Pesach: Security Measures


The world around us is tumultuous and turbulent. Terrorism in Israel, the war in Europe and divisions in societies around the world evoke feelings of fear and anxiety. What can we do about it? During the Plague of the Firstborn, blood on doorposts protected the Jews. What its modern day version?

Lesson Contents:

A. Countering Darkness with Light

In response to the increasing darkness, we are behooved to add in light. Therefore, every
Jewish home should have a charity box, a prayer book and a book of psalms. But also, a
mezuzah — because it impacts the world around us as well, by declaring the home to be a
Jewish place.

The mezuzah has a unique, additional, function: besides for declaring that the home is it
dwelling place for G-d’s presence, it is also a method of protection for the family (Source 1).

B. The Mezuzah Effect

There are 3 dimensions to our relationship with the world: our relationship to ourselves as
individuals, our relationship with the entire world, and our relationship with our families.
There is a corresponding mitzvah for each dimension: Torah study and prayer etc. is
personal, charity is global, and the mezuzah is for our family.

The final word of shema, “echad,” symbolizes the fact that G-d’s lofty presence is present
here in our world (Source 2). That is the statement we make by affixing a mezuzah on our
door post.

But it is also a source of protection, as Onkelos explained to the ceaser’s soldiers (Source 3).
The first iteration of the mezuzah was in Egypt, on the night of Passover, when G-d told the
Jews to identify their homes with blood on the doorpost (Source 4).
These reasons make the mitzvah of mezuzah so integral to Jewish life.

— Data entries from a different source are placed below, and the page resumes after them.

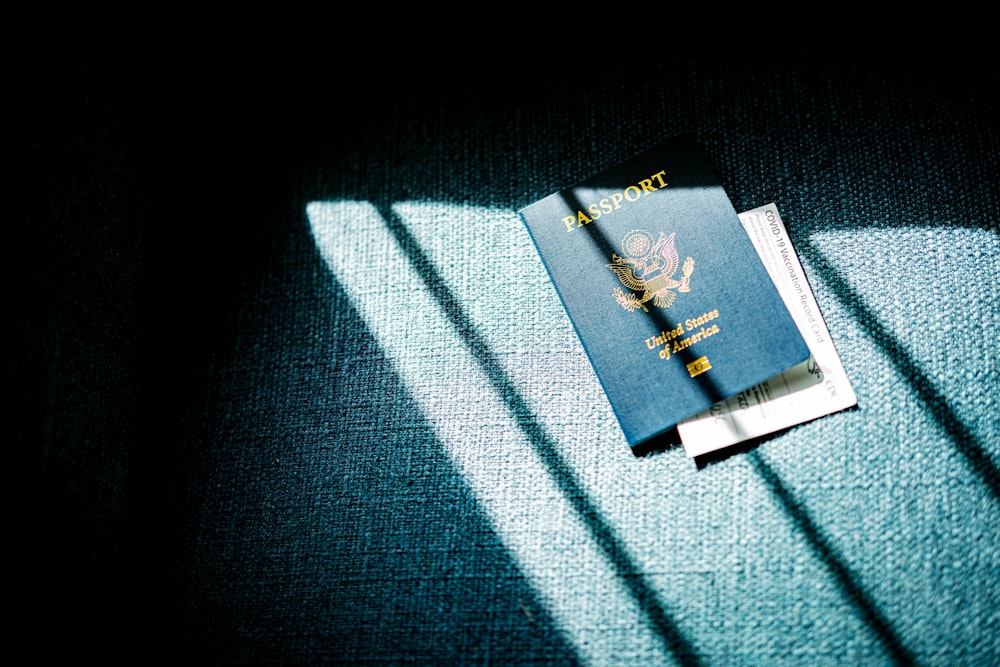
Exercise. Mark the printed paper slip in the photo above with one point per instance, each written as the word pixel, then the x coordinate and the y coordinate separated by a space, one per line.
pixel 813 389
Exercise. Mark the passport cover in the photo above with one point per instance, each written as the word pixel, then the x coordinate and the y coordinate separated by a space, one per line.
pixel 666 292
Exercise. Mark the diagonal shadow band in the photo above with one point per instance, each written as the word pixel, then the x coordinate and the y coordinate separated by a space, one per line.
pixel 834 562
pixel 644 595
pixel 960 434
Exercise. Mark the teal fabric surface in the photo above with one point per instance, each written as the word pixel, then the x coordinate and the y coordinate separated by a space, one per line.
pixel 340 416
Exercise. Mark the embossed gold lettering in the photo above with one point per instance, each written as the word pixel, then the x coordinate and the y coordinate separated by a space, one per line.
pixel 615 200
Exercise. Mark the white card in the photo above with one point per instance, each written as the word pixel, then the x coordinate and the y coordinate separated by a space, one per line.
pixel 813 389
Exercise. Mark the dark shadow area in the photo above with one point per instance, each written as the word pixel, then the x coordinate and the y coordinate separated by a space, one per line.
pixel 980 463
pixel 160 259
pixel 834 562
pixel 631 576
pixel 331 525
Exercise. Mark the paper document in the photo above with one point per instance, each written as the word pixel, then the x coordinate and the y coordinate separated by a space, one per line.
pixel 810 390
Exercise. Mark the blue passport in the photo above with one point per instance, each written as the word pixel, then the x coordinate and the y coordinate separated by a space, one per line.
pixel 673 306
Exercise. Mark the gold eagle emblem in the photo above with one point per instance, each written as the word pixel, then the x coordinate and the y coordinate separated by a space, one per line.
pixel 648 268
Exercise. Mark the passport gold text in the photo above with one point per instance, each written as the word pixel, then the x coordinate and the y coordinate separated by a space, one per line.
pixel 615 201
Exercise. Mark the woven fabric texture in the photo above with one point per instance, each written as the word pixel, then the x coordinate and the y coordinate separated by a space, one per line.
pixel 312 399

C. Folly or Worthy (Optional Section)

Some ask: How can you promote mezuzah as protection if Maimonides writes that those
who use mezuzahs as protections have no portion in the world to come (Source 5)? This is
obviously mistaken, because he rules elsewhere (Source 6) how one is permitted to pray for personal benefit. In other words, his harsh words were for those who use the mezuzah as personal charms without any association to the mitzvah, even inserting their own matters into the scrolls. Obviously, a mitzvah done for personal protection is a mitzvah nonetheless.